We have heard several references to the need for good schools to be preserved. A number of hon. Members opposite have used the phrase from time to time. They say that it is right that good schools should be preserved. Usually they mean grammar schools or direct-grant schools. However, we need a definition of a “good” school. We want to know whether schemes have been approved only when schools are being abolished or amalgamated which are less than good. I very much hope not. But no one has ever defined a “good” school.

The right hon. Lady says that she has an open mind about 11-plus examinations, that she is in favour of comprehensive schools but that she is not in favour of a complete comprehensive system of education. She asks those who believe in the retention of grammar schools to be vocal in their interests. However she does not ask people who believe in a comprehensive system of education to be equally vocal. If this is a matter which must be left to individuals to decide, why does not the right hon. Lady ask them to be just as vocal?

It is high time that the Government told us the sort of education system in which they believe so that we know exactly where we are. At present they do not set any educational end goal, and they have no long-term strategy. This attitude cannot be allowed to continue [column 1741]indefinitely because it is unfair to thousands of children. No one can ignore the educational chaos which is resulting from this lack of policy.

We who oppose selection argue that one of the worst elements of the tripartite system was that grammar school availability differed between 12 per cent. and 45 per cent. throughout the country and that a child's chance of getting to a grammar school and his chance of success was linked to where his parents lived as well as to the middle-class bias in selection. The development of comprehensive education was introduced to end this and other features of the selective system—but not if the Government can help it.

A child may be part of a good comprehensive scheme with no selection, he may go to a comprehensive in an area with selection, he may go to a secondary modern school with much the same situation as before, or he may go to a grammar school. It will depend on the luck of the education draw, and this is defended on the ground of educational freedom for parents. But that freedom has always been limited to a minority of people. The vast majority of working-class children in an area where there is still selection are discriminated against as a result and thousands lose out in the education draw.

We recognise the educational waste and lack of opportunity which results from such a policy. We believe in freedom in education. But the freedom in which we believe in relation to choice is delaying having to make decisions about children for as long as possible and not sending them to schools which set out simply to fulfil the prophecies that we have made about them by our biased judgments.

This debate has demonstrated a number of matters. One is that the country recognises the failure of a system of education which perpetuates selection and yet talks about a comprehensive system. We need to go on to talk about the content and philosophy of education and some of its values.

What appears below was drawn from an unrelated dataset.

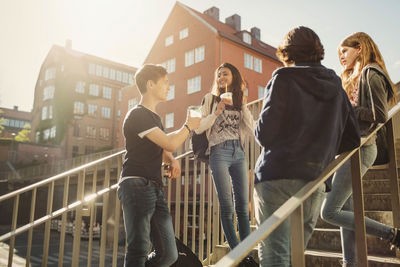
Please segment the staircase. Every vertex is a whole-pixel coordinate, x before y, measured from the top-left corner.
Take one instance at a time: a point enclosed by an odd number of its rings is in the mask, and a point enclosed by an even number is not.
[[[400,139],[397,139],[396,144],[397,166],[400,166]],[[373,167],[365,174],[364,209],[367,217],[392,226],[390,183],[385,167]],[[400,175],[400,170],[398,173]],[[396,257],[395,250],[390,250],[387,241],[367,236],[367,246],[369,267],[400,267],[400,258]],[[228,252],[227,244],[217,246],[210,263],[215,264]],[[253,249],[253,254],[257,258],[256,248]],[[308,267],[340,267],[342,249],[339,228],[319,218],[305,251],[305,258]]]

The debate has also shown what most educationists of any worth have demonstrated for a long time. It is that the educational tide is moving relentlessly forward in favour of the comprehensive [column 1742]system. The right hon. Lady may see herself as stemming that tide if she can. However she will find that Queen Canute is no more effective than was the male of the species of that name. She persists in saying that she has no strong views on the subject. If she continues to do that she is abdicating her responsibility to thousands of children who deserve a fair chance in education and who have not received it under the old tripartite system of education. Anyone who abdicates responsibility to thousands of children ought to abdicate her office as well.